Он поправляет наушники в ушах, окидывает взглядом розовые улицы и идет дальше, тихонько подпевая Борису Гребенщикову.

«Десять стрел на десяти ветрах. Лук, сплетенный из ветвей и трав…»

Кажется, этот парень ему знаком. И розовые очки, и наушники в ушах, и сутулость плеч, характерная для многих людей высокого роста, и походка, и движения рук при ходьбе. Но самое главное – музыка. Эту музыку он точно где-то слышал раньше.

Парень снимает очки, и глаза у него оказываются тоже знакомыми – серыми и глубокими, взгляд немного девичий, растерянный какой-то. Наверное, раньше они встречались. Только вот где? Во сне почему-то он так ни разу и не смог этого вспомнить.

«Он придет издалека, меч дождя в его руках. Белый волк ведет его сквозь лес, белый гриф следит за ним с небес…»

Голос в наушниках потрескивает, низкие частоты явно преобладают, перенасыщая композицию «бухающими» звуками, искажая мелодичность басов. Он тоскливо вздыхает, сожалея о том, что так не скоро сможет оказаться дома, включить музыкальный центр и насладиться качественным звуком. Четыре пары в институте закончатся около трех. Потом еще целый час добираться до дома.

До недавних пор музыка была главным в его жизни. Но чего-то не хватало, и только потом, когда появилась Лиля, все встало на свои места. Теперь они слушают музыку вдвоем. А больше в жизни, кажется, ничего и не нужно.
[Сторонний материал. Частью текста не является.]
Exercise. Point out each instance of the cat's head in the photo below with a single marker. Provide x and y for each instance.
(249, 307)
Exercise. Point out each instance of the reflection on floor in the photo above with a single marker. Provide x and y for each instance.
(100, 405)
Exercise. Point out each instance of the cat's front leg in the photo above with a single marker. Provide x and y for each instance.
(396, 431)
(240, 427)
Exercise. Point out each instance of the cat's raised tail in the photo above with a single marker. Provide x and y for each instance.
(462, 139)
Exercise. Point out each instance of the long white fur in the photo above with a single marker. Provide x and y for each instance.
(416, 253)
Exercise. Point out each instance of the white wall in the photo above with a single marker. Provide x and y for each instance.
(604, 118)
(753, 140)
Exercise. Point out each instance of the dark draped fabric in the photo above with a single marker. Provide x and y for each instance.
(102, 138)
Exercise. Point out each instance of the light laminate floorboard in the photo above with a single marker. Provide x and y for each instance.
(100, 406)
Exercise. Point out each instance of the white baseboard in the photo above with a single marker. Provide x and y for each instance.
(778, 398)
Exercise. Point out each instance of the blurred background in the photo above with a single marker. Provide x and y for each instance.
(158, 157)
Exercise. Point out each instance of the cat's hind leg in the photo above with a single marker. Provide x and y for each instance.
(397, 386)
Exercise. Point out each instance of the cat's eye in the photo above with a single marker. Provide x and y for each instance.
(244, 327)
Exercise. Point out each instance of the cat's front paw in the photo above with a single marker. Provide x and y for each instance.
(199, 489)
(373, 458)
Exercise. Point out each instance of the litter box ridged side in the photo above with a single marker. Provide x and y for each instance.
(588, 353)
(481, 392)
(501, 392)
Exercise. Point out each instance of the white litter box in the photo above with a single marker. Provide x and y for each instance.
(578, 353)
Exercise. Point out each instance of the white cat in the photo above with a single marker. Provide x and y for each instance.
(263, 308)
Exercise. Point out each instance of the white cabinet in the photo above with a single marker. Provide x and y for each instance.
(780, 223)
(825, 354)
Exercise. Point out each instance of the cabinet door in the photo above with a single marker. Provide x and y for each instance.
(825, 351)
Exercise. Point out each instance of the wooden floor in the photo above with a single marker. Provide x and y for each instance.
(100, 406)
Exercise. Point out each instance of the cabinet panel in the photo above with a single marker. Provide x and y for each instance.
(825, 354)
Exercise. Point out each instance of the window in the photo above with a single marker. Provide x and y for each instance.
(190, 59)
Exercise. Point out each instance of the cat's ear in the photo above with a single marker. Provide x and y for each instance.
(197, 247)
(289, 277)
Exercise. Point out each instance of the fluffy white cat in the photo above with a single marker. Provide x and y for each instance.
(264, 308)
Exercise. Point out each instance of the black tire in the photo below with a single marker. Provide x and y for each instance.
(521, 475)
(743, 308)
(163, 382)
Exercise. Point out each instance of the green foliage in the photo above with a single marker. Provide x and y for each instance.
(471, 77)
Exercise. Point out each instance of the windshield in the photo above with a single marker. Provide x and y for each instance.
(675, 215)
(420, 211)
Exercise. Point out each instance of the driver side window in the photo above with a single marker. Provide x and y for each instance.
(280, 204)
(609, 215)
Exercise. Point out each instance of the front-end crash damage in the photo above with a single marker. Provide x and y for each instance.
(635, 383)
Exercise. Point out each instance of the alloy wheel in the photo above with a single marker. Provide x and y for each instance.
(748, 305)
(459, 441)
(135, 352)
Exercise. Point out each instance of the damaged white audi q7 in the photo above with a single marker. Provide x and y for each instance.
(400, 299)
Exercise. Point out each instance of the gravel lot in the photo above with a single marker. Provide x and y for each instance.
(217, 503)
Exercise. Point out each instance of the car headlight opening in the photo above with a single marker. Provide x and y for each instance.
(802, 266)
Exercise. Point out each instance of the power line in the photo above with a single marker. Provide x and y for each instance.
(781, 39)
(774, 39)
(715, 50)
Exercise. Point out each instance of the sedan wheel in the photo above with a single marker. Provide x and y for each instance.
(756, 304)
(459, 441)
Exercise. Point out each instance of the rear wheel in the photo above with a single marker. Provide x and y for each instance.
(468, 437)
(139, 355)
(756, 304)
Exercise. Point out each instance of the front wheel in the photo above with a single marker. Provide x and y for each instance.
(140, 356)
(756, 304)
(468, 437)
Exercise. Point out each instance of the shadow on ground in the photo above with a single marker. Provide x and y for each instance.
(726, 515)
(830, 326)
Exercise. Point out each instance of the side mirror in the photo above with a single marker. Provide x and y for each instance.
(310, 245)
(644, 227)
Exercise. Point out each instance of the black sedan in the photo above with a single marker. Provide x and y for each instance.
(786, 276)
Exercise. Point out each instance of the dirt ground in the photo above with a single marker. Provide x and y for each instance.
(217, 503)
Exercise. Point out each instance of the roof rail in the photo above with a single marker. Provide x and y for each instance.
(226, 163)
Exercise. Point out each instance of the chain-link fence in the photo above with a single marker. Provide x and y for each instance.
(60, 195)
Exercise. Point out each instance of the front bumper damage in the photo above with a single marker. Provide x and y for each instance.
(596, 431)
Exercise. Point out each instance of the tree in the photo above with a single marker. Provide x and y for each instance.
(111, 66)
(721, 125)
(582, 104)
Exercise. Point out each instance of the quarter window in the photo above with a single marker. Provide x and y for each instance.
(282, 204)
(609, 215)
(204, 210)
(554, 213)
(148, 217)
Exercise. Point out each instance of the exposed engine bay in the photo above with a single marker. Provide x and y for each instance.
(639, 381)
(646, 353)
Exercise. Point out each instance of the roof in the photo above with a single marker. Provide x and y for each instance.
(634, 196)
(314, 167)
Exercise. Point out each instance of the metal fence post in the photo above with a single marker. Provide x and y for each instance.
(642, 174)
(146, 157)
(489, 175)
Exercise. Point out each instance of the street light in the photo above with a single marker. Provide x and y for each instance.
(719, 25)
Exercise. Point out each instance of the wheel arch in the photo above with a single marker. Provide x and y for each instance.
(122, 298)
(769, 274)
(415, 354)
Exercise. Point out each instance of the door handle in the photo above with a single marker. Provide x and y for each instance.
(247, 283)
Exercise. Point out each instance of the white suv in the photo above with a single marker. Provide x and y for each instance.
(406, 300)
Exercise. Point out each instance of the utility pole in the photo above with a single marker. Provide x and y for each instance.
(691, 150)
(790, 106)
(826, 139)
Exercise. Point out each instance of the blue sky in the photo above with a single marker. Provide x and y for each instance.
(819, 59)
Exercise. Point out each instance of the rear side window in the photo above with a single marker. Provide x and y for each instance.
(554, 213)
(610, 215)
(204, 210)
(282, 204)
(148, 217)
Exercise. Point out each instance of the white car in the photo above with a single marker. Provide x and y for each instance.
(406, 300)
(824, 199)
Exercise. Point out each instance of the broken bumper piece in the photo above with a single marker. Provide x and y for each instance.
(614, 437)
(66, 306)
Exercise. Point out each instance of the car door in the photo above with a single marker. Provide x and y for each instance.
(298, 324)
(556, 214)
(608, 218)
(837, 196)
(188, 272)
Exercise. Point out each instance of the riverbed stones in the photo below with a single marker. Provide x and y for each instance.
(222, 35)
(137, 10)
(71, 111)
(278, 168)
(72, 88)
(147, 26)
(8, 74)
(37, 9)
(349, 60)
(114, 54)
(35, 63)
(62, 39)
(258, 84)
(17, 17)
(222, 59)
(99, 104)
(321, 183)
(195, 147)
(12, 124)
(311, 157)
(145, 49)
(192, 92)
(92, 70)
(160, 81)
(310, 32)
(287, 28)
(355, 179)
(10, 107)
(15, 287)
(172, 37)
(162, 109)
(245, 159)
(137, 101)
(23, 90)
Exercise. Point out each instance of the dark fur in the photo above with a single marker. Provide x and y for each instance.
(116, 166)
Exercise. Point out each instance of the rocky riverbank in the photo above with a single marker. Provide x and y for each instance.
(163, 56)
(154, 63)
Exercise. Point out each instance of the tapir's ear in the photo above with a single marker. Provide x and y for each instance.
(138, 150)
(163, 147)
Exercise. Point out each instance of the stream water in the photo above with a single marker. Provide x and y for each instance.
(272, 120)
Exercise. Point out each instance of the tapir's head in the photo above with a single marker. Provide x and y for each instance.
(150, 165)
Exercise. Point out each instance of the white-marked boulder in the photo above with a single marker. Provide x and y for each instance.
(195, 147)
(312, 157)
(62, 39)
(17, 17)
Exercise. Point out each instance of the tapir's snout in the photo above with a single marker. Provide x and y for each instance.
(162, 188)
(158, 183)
Внезапно он останавливается посреди дороги. Неподалеку, возле входа в городской парк, он видит толпу детей. Все дети маленькие, а вокруг них, пытаясь собрать в кучу и разделить по парам, суетятся озабоченные воспитательницы. Он останавливается просто потому, что эта песня Гребенщикова была на кассете последней, и теперь нужно открыть крышку плейера, чтобы перевернуть кассету. Поменять сторону «А» на сторону «Б». В то время ведь еще не было СД-плейеров, а МР3 вообще, кажется, не придумали.

Крышка плейера выпрыгивает наверх. Кончиками пальцев он приподнимает кассету и аккуратно переворачивает ее на другую сторону. Закрывает крышку, нажимает на кнопку «play». Тихое потрескивание пустой магнитофонной ленты сменяется звуками скрипки. Он делает шаг вперед и вдруг замечает, как от толпы детей отделяется фигурка маленького мальчишки.

Этот мальчишка, раскинув руки, бежит ему навстречу и что-то кричит. В наушниках уже зазвучала бас-гитара, уже пошел мелодичный речитатив знакомого голоса, поэтому он не смог различить ни слова. Но все же остановился, изумленный странным порывом чувств этого незнакомого ребенка.

На вид мальчишке было не больше трех лет. Впрочем, тогда он совсем не разбирался в этом – ему могло быть и два, и четыре. Симметричные ссадины на обеих коленках, выступающие ключицы и пятна зеленки на худых плечах делали ребенка одновременно и забавным, и немного несчастным.